80 gigapixel image reveals London in unprecedented detail
By IANSFriday, November 19, 2010
LONDON - An 80 gigapixel image of London shows the city in unprecedented detail and glory, qualifying as the world’s largest, highest-resolution panoramic photo that even reveals life inside buildings.
It is so detailed that users can even zoom in on the clock face at Westminster to read the time almost 2.4 km away.
Countless people at street level are observable, as well as thousands of windows, many of which reveal glimpses of life inside. The faces of any identifiable children were blurred.
A couple can be seen stopping for a cup of coffee on the street, unaware they being photographed from up to 3.2 km away, while viewers are able to zoom into office blocks across the city.
This new image, if printed at normal photographic resolution, would be 115 feet long and 56 feet high, reports the Daily Mail.
Photographed by Jeffrey Martin over three days from the top of the Centre Point building at the crossroads of Oxford Street and Tottenham Court Road, the image reveals the highest-resolution view of any city that has ever been captured.
From this vantage point, 36 storeys up in the air, an astonishing number of landmarks, houses, skyscrapers, shops, offices, and streets are visible.

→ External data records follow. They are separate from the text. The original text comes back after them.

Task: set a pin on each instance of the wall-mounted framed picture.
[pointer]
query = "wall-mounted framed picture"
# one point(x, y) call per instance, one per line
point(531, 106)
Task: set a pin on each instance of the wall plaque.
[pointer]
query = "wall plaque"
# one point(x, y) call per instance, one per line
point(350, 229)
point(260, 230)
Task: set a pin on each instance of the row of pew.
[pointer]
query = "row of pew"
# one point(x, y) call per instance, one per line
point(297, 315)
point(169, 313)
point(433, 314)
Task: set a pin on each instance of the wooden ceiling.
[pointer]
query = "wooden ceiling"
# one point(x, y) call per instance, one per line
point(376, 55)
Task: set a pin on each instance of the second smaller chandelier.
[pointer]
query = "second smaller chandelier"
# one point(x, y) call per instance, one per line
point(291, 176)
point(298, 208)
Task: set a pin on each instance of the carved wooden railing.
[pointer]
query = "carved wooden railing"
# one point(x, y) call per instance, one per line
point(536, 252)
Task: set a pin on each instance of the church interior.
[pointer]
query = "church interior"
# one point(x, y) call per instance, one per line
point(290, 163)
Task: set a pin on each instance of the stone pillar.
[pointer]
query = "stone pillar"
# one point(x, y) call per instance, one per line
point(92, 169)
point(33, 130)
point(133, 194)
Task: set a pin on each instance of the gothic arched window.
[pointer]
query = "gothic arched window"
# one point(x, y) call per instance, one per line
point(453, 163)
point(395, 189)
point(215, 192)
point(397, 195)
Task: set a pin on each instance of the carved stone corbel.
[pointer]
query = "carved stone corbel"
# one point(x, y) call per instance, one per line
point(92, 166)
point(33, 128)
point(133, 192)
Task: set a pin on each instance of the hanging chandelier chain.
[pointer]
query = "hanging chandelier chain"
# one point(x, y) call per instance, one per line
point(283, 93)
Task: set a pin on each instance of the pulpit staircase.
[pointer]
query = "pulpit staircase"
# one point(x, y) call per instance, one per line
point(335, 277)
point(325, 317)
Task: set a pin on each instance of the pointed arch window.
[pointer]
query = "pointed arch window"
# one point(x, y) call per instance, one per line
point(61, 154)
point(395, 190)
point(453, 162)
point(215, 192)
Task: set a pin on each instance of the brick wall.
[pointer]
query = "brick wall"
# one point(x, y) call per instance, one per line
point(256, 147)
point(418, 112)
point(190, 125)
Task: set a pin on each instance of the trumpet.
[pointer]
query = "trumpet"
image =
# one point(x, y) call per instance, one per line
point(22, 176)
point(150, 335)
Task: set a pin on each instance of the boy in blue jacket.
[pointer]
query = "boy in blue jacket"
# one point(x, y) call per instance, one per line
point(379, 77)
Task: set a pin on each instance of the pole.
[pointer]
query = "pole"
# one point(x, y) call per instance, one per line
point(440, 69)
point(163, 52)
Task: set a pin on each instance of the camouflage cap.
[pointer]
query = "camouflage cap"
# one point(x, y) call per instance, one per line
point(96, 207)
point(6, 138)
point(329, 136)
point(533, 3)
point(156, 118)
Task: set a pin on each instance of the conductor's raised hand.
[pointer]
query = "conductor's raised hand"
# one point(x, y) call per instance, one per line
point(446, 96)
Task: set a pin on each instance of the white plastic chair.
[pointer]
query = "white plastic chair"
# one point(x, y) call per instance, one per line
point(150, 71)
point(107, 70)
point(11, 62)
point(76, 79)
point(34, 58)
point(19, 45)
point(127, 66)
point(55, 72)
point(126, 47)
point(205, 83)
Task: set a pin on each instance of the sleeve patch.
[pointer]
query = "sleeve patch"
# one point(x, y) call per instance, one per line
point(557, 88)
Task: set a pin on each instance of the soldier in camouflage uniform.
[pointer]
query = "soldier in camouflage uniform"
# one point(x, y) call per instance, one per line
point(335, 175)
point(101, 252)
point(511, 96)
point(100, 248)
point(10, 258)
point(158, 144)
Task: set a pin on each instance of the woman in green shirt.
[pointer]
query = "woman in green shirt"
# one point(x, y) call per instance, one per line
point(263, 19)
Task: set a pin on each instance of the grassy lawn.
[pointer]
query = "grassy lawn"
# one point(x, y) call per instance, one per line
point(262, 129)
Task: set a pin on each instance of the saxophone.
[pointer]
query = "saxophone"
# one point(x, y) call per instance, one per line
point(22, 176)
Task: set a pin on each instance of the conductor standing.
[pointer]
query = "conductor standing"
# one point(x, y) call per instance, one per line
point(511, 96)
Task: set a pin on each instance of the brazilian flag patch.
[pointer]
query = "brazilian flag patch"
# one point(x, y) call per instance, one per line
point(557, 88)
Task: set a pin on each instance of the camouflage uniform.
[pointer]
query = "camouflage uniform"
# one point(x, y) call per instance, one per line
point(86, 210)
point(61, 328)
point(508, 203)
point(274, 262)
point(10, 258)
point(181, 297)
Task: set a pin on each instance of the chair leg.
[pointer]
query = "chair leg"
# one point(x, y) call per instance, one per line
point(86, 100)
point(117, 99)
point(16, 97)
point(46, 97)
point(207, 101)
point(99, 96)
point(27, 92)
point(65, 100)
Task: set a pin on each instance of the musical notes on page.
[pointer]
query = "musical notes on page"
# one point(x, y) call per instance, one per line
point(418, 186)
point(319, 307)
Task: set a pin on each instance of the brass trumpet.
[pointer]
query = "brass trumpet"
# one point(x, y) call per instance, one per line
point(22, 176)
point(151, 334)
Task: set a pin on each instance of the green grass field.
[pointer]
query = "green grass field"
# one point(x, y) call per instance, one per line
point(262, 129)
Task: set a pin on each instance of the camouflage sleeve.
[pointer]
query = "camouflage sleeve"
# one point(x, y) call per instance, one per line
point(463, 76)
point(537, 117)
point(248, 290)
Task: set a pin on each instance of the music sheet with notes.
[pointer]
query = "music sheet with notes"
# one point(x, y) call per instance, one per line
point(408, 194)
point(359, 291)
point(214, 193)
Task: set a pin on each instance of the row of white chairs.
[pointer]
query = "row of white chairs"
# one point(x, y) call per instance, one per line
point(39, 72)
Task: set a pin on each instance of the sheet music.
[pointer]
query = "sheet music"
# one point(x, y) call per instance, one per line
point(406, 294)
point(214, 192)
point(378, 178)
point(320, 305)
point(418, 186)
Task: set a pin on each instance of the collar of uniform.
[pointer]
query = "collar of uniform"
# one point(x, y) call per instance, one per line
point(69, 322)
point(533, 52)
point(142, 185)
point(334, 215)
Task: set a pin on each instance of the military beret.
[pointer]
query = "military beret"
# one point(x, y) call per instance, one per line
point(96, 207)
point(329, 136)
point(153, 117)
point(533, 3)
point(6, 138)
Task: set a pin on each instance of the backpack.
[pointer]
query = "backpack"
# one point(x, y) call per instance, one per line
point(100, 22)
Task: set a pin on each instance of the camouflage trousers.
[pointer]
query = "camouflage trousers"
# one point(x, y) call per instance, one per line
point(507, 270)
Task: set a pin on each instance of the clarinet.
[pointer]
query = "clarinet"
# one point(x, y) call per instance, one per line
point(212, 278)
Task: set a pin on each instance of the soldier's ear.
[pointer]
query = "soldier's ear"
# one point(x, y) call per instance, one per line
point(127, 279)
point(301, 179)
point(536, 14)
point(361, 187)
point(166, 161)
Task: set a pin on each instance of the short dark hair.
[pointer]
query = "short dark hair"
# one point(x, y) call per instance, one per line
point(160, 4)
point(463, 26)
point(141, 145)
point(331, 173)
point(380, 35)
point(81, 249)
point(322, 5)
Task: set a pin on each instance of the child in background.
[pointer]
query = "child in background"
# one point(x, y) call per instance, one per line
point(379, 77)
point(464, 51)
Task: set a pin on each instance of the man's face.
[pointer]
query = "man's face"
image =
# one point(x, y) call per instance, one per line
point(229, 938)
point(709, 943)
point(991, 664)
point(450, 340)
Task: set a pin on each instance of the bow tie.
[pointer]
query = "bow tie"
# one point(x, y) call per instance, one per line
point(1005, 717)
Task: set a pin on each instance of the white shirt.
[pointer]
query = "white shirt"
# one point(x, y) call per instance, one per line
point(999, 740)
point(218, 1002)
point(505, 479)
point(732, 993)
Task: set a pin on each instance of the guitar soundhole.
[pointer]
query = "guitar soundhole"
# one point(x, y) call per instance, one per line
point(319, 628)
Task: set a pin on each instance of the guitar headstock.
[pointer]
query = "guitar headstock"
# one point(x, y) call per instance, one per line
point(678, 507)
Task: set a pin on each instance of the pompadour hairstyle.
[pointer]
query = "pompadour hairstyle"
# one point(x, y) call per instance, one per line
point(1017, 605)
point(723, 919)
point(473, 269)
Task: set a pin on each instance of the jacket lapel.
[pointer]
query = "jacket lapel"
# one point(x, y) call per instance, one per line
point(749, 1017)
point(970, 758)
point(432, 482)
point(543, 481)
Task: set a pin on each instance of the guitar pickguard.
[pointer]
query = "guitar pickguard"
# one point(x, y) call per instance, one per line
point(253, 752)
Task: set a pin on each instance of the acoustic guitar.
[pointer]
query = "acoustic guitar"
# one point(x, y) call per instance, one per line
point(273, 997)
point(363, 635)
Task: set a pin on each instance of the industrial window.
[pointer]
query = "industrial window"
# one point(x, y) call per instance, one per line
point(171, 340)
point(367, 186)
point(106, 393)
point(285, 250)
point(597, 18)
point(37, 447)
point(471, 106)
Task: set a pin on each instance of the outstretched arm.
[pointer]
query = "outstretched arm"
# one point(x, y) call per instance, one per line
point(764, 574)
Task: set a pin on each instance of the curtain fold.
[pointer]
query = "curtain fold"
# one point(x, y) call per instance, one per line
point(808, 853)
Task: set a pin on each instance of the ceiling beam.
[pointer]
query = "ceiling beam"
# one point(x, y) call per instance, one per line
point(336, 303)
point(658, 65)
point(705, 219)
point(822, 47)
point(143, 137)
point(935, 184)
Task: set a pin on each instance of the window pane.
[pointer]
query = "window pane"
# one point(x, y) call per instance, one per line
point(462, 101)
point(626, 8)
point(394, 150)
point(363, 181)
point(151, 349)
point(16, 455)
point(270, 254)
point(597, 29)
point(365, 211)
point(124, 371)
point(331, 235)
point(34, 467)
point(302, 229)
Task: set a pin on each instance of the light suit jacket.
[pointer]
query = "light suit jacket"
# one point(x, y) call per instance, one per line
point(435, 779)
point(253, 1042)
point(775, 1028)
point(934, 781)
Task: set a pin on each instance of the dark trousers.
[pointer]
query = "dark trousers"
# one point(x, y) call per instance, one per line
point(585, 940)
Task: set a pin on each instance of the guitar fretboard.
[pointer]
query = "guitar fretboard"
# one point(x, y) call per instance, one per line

Previous attempts at world record gigapixels include a 26-gigapixel image of Paris, a 70-gigapixel image of Budapest, a 26-gigapixel image of Dresden, and Martin’s previous record holder from 2009, an 18-gigapixel spherical image of Prague.
Martin, a panoramic photographer and the founder of 360Cities.net, created the London gigapixel image from 7,886 high-resolution individual photos taken from the Centre Point building.
These thousands of photos were then stitched together as one single image on a powerful Fujitsu CELSIUS computer.